Sue Elliott came to vist me in the studio and kindly wrote this thougthful article about my work in the Summer 20167 copy. Venue Magaizine is an arts magazine about East Anglia. It can be picked up at arts venues free, or by subscription at: www.venuemagazine.co.uk
The “Nocturnes” series grew from twilight drawings, done mainly while waiting outside my son’s piano lessons. I have therefore borrowed the title from musical vocabulary to imply the closeness of night in many senses; the passing of the light, the ending of something, the phase after the active one. This is played out in works which I combined into a small studio show in winter 2015, from the more obvious context of evening windows to those which reflect on stages in our later life.
I am hoping to share my experience of people’s humanity, with all the pain and beauty that is involved in that. My aim is for the image to help the viewer find that extra bit of humanity in themselves in resonance with the struggles of figure of the painting. Some of the paintings have no figure, but there is an implication of human presence through a dwelling or an interior.
To communicate human presence without restricting its freedom and life, I use arrested moments, condensed in observational drawings, and then expand them in my mind and practice as I paint from them. I explore the potential of memory and attention to transform awareness from banality to something more fecund. There is often considerable delay between initial drawings and making a painting.
The intervening time creates new perspectives on the source material, leaving me free to use it in an emotionally unencumbered way. This then opens up the idea of creating my own references and archive, and on the process of selection in autobiography. It also raises questions about the nature of time, the point of time represented becoming more fully realised than the moment was in itself. There is the opportunity to take it further and reveal aspects which were not originally visible, within the new time/space that the painting makes available. I have done this with a number of personally charged experiences, and found the work resulting to be able at the best times to span the tangible-intangible divide.
I am inspired by Marcel Proust and his returning to episodes, people and places in a very fluidly created time and space. I would like to be able to develop this aspect further, extending time backwards and inwards, and by depicting the spaces in which the images occur with contrasting precision in detail and abstraction. I hope to find ways of working more with photographs alongside drawings. However, the fact of having been and drawn to something and making a handmade record of it, using only my own history and capacity at the time to do so is an integral part of the rules of engagement.
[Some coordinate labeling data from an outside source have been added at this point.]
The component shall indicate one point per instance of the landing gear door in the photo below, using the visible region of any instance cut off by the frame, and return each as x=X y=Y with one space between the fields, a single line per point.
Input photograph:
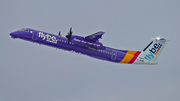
x=114 y=54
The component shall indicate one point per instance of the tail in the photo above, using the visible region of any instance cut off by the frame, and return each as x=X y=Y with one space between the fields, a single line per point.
x=150 y=54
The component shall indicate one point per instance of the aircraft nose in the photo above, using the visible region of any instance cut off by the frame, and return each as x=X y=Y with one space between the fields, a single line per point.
x=13 y=35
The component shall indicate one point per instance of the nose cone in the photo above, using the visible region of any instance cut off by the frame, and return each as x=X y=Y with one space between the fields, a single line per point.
x=13 y=35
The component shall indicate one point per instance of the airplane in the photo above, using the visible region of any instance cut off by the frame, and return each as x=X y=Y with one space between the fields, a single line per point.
x=90 y=46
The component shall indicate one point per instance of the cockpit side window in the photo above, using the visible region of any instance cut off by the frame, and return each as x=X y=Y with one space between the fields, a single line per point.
x=25 y=30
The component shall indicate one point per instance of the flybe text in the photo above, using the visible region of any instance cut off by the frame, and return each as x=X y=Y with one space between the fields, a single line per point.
x=153 y=51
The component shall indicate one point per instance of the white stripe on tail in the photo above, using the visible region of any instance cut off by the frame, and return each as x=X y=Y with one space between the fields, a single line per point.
x=150 y=54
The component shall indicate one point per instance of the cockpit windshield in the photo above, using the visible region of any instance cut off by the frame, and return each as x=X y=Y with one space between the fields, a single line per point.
x=24 y=29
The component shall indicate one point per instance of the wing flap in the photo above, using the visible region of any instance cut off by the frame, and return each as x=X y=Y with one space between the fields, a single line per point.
x=94 y=37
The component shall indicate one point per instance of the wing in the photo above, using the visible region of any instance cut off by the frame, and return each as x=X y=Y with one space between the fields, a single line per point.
x=94 y=37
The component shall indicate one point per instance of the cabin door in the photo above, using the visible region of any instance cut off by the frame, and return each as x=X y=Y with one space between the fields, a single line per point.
x=114 y=54
x=34 y=36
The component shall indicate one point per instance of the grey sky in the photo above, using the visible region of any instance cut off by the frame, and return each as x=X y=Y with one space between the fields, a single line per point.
x=29 y=72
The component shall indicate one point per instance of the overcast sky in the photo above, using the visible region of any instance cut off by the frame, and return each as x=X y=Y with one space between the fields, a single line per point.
x=29 y=72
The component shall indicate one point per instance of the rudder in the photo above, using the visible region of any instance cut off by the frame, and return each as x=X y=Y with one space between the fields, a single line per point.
x=154 y=49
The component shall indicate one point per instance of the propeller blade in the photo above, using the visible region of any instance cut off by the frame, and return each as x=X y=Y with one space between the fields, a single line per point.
x=59 y=33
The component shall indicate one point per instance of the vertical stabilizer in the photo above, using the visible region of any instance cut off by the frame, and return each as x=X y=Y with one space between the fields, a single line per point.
x=150 y=54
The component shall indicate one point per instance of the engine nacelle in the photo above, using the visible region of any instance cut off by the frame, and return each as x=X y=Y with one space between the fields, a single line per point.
x=82 y=41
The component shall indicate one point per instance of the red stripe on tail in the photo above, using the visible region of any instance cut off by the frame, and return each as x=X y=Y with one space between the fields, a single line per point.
x=135 y=56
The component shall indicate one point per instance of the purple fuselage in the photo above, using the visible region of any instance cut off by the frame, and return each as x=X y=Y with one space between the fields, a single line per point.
x=77 y=44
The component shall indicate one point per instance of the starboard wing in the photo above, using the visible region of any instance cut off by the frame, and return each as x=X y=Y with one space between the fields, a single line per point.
x=94 y=37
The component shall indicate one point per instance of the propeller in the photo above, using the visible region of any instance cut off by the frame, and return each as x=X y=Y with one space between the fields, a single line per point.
x=69 y=35
x=59 y=33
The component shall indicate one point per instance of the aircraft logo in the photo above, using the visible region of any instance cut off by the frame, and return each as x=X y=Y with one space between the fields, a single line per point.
x=152 y=51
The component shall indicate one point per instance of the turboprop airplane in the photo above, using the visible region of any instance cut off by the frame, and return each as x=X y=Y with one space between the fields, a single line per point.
x=91 y=46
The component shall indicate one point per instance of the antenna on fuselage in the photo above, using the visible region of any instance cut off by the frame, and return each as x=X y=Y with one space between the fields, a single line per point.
x=68 y=36
x=59 y=33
I spent sixty consecutive nights drawing the reflection of my own face under a fluorescent bulb. The emotions that my face revealed came and went with the passing of time, and I was able to separate myself from the emotion that I inhabited and see it as something which belonged neither to me nor to anyone else, but just was, and could be inhabited, or inhabit us, for a time and then pass on. I also became more aware of how concentration and presence, sustained over a time, created the work in a deeper way than any conscious intention could do.
The 20 images which resulted from this study were exhibited in Turning In, at Murray Edwards College
Although I currently work only in painting and drawing, I have previously used drawings and paintings in animation to explore change through time. Two short pieces can be viewed on the Vimeo website, following the links below.
“One Body” was a contemplation of the Christian communion “…though we are many we are one body, as we all share in one bread.” It was made with the participation of the congregation of St Benet’s Church Cambridge, in 2011.
“Through a Glass, Darkly” dates from 2003. It looks at a young woman, turning in circles, pondering her own relationship with herself and with motherhood.